United States District Court, D. South Carolina

April 30, 2018

Charles David Costello, Plaintiff,
v.
Nancy A. Berryhill, Acting Commissioner of Social Security Administration, Defendant.

          ORDER

          Shiva V. Hodges United States Magistrate Judge.

         This appeal from a denial of social security benefits is before the court for a final order pursuant to 28 U.S.C. § 636(c), Local Civ. Rule 73.01(B) (D.S.C.), and the order of the Honorable Donald C. Coggins, Jr., United States District Judge, dated February 12, 2018. [ECF No. 11]. The parties consented to the undersigned United States Magistrate Judge's disposition of this case, with any appeal directly to the Fourth Circuit Court of Appeals. [ECF No. 10].

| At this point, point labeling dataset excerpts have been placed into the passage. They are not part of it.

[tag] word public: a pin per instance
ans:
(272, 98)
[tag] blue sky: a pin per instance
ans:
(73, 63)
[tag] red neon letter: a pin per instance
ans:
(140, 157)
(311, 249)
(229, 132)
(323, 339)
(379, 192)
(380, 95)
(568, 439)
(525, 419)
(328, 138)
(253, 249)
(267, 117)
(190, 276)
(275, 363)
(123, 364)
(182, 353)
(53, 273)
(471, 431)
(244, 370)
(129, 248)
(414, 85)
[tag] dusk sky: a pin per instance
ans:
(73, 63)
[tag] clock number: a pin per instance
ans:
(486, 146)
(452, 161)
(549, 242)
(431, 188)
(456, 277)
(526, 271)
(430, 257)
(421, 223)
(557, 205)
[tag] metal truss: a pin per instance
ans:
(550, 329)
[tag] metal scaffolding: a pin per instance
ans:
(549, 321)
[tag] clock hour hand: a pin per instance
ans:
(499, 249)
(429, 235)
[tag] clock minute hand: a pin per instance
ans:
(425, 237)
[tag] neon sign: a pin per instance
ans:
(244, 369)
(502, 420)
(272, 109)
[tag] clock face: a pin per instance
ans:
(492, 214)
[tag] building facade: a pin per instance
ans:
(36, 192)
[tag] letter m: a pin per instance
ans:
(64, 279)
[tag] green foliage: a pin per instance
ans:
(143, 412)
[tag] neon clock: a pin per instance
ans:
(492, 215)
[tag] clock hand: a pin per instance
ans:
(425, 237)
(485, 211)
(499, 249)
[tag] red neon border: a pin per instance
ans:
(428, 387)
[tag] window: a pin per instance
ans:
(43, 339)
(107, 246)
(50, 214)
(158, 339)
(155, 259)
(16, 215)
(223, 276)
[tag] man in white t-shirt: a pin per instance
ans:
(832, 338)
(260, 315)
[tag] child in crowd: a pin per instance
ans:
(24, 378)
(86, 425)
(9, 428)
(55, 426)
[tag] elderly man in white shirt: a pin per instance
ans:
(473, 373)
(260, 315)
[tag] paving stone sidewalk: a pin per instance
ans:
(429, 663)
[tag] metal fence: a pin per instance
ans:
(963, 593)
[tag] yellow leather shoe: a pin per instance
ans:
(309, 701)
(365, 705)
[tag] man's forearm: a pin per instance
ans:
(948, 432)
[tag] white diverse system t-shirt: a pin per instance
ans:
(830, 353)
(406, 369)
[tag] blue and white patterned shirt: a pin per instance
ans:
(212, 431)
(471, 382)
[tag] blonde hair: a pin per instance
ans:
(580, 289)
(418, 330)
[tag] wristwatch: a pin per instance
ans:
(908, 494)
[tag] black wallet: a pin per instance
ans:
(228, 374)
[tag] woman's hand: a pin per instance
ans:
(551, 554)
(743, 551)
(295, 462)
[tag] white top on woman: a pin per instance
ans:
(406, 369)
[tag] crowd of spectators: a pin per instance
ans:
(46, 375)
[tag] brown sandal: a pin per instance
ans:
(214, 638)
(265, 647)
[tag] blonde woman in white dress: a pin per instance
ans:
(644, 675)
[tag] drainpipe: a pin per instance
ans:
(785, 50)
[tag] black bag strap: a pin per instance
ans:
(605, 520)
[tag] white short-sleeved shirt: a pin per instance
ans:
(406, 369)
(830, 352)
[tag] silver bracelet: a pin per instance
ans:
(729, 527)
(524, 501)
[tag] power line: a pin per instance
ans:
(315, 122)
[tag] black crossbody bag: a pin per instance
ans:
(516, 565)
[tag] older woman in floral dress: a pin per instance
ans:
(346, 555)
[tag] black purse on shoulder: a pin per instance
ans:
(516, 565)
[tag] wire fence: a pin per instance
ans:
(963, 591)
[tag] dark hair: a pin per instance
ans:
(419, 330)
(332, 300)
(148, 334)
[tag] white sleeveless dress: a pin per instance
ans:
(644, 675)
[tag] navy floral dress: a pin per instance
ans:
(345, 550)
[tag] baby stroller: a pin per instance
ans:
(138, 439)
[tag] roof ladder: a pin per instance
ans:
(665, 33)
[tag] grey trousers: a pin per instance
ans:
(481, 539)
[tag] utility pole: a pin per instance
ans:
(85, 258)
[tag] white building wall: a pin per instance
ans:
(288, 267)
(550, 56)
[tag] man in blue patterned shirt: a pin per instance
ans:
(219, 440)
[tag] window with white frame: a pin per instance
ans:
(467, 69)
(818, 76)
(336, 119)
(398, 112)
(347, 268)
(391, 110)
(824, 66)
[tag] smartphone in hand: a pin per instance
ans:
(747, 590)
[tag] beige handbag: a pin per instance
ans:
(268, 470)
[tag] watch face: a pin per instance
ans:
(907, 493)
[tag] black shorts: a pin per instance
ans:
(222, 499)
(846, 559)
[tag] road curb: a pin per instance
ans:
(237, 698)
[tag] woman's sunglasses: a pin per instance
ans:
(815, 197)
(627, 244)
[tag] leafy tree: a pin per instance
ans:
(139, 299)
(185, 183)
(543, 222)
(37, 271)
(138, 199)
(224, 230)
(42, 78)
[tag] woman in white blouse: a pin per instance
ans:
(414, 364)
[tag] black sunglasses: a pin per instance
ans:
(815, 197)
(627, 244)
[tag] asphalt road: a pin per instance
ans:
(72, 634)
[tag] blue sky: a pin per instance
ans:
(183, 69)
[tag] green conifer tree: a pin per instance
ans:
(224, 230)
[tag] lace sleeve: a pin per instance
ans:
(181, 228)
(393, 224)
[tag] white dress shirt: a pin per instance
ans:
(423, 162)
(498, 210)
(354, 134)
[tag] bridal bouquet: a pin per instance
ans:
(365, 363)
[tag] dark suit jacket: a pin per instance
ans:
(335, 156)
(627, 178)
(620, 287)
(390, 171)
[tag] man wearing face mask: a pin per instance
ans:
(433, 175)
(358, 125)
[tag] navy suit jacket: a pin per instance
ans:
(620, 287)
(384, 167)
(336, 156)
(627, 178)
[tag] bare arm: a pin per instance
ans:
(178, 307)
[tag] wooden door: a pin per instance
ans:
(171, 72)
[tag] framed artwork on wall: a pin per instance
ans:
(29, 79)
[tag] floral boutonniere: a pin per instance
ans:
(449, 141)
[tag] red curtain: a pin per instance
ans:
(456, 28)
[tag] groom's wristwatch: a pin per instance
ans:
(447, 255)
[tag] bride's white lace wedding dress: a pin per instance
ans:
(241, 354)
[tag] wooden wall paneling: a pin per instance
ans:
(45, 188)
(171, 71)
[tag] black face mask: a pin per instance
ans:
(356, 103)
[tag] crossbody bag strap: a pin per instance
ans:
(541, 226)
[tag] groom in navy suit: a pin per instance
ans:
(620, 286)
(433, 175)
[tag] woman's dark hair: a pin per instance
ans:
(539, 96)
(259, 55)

         Plaintiff files this appeal pursuant to 42 U.S.C. § 405(g) of the Social Security Act (“the Act”) to obtain judicial review of the final decision of the Commissioner of Social Security (“Commissioner”) denying the claim for disability insurance benefits (“DIB”). The two issues before the court are whether the Commissioner's findings of fact are supported by substantial evidence and whether she applied the proper legal standards. For the reasons that follow, the court remands the Commissioner's decision for further proceedings as set forth herein.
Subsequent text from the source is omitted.